Ainsi, les constructeurs de microcars tels que Julien, Reyonnah, Rolux et beaucoup d’autres*, quand ils réussiront à commercialiser et à produire en (petite) série leurs microcars, ne parviendront guère à lutter longtemps contre une concurrence aussi nombreuse que rude. Celle des grands constructeurs comme Citroën, Simca ou Renault, lesquels, outre le fait qu’ils disposent de moyens de production sans commune mesure avec celles des fabricants de microcars, ont aussi l’avantage non négligeable que leurs modèles en plus de performances bien plus convaincantes, présentent aussi le grand avantage d’offrir quatre vraies places. Dans les premières années de l’après-guerre, où la population française est tout à la joie de pouvoir goûter enfin à la liberté retrouvée, tous les espoirs semblent toutefois permis et les apprentis constructeurs, souvent téméraires mais aussi audacieux, se lancent ainsi dans l’aventure de la micro-voiture.
Parmi eux figurent Robert De Rovin. Comme beaucoup d’autres, celui-ci présente, au Salon d’octobre 1946, sous les verrières du Grand-Palais, sa création représentant sa vision de la mini-voiture populaire, sous l’appellation De Rovin D1. Par sa silhouette comme par ses dimensions, celle-ci ne se différencie toutefois guère des autres microcars exposés autour d’elle. Le caractère minimaliste de la De Rovin transparaissant clairement avec son unique phare central placé sous le capot à l’avant, ses flancs échancrés dépourvus de portières (permettant ainsi d’accéder facilement à l’habitacle, même lorsque la capote est en place).

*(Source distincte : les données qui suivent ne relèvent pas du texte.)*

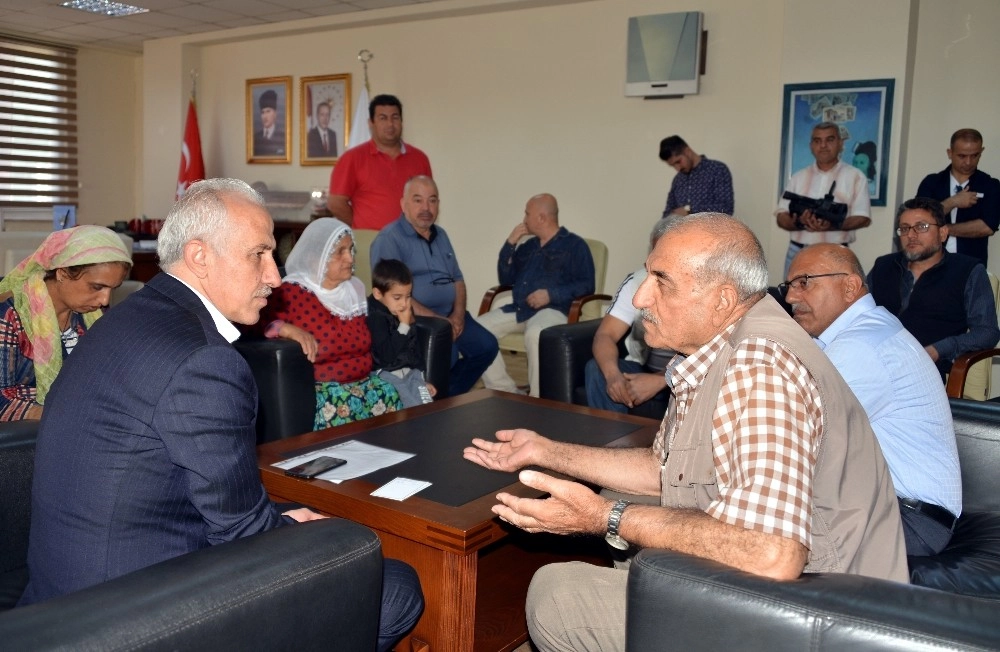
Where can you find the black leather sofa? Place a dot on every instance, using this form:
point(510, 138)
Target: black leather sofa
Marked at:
point(563, 354)
point(287, 398)
point(311, 586)
point(679, 602)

Comme sur beaucoup de microcars (ou de « voiturettes », pour reprendre une appellation utilisée au début du 20ème siècle pour désigner les automobiles de faible cylindrée), la De Rovin est, en effet, dépourvue de véritable toit et est donc une voiture décapotable, dont la capote est d’ailleurs fort sommaire puisqu’elle n’offre aucune véritable protection latérale en cas de fortes intempéries. Le Type D1 n’est toutefois encore qu’un simple prototype, leurs créateurs, les frères Robert et Raoul De Rovin, n’étant, en effet, pas encore en mesure d’en débuter la production en série.
Plus que les moyens financiers eux-mêmes, ce qui leur manque véritablement pour cela est un site de production adéquat afin d’y mettre en place la production en question. L’étendue limitée de leurs ressources ne leur permettant évidemment pas de s’offrir le « luxe » de faire bâtir une usine de toutes pièces, ils doivent donc « se contenter » de racheter une usine existante et possédant, si possible, des chaînes d’assemblage avec tout l’outillage (ce qui n’est pas si évident à trouver, après plusieurs années d’occupation qui ont vu un grand nombre des usines françaises pillés par l’occupant ou bombardées par l’aviation Alliée). Dans l’attente de trouver l’usine en question, les frères De Rovin poursuivent cependant l’étude de leurs microcars et sont à nouveau présents un an plus tard au nouveau Salon de l’Automobile d’octobre 1947. Baptisé Type D2, la nouvelle voiturette De Rovin n’est toutefois qu’une simple évolution de la première version présentée l’année précédente. Extérieurement, les seules différences sont l’ouverture à l’avant de taille beaucoup plus réduite, le capot du Type D1 se trouvant ici remplacé par une simple trappe sur la face avant ainsi que par les deux phares rapportés au sommet des ailes qui remplace le phare cyclopéen de l’ancien modèle.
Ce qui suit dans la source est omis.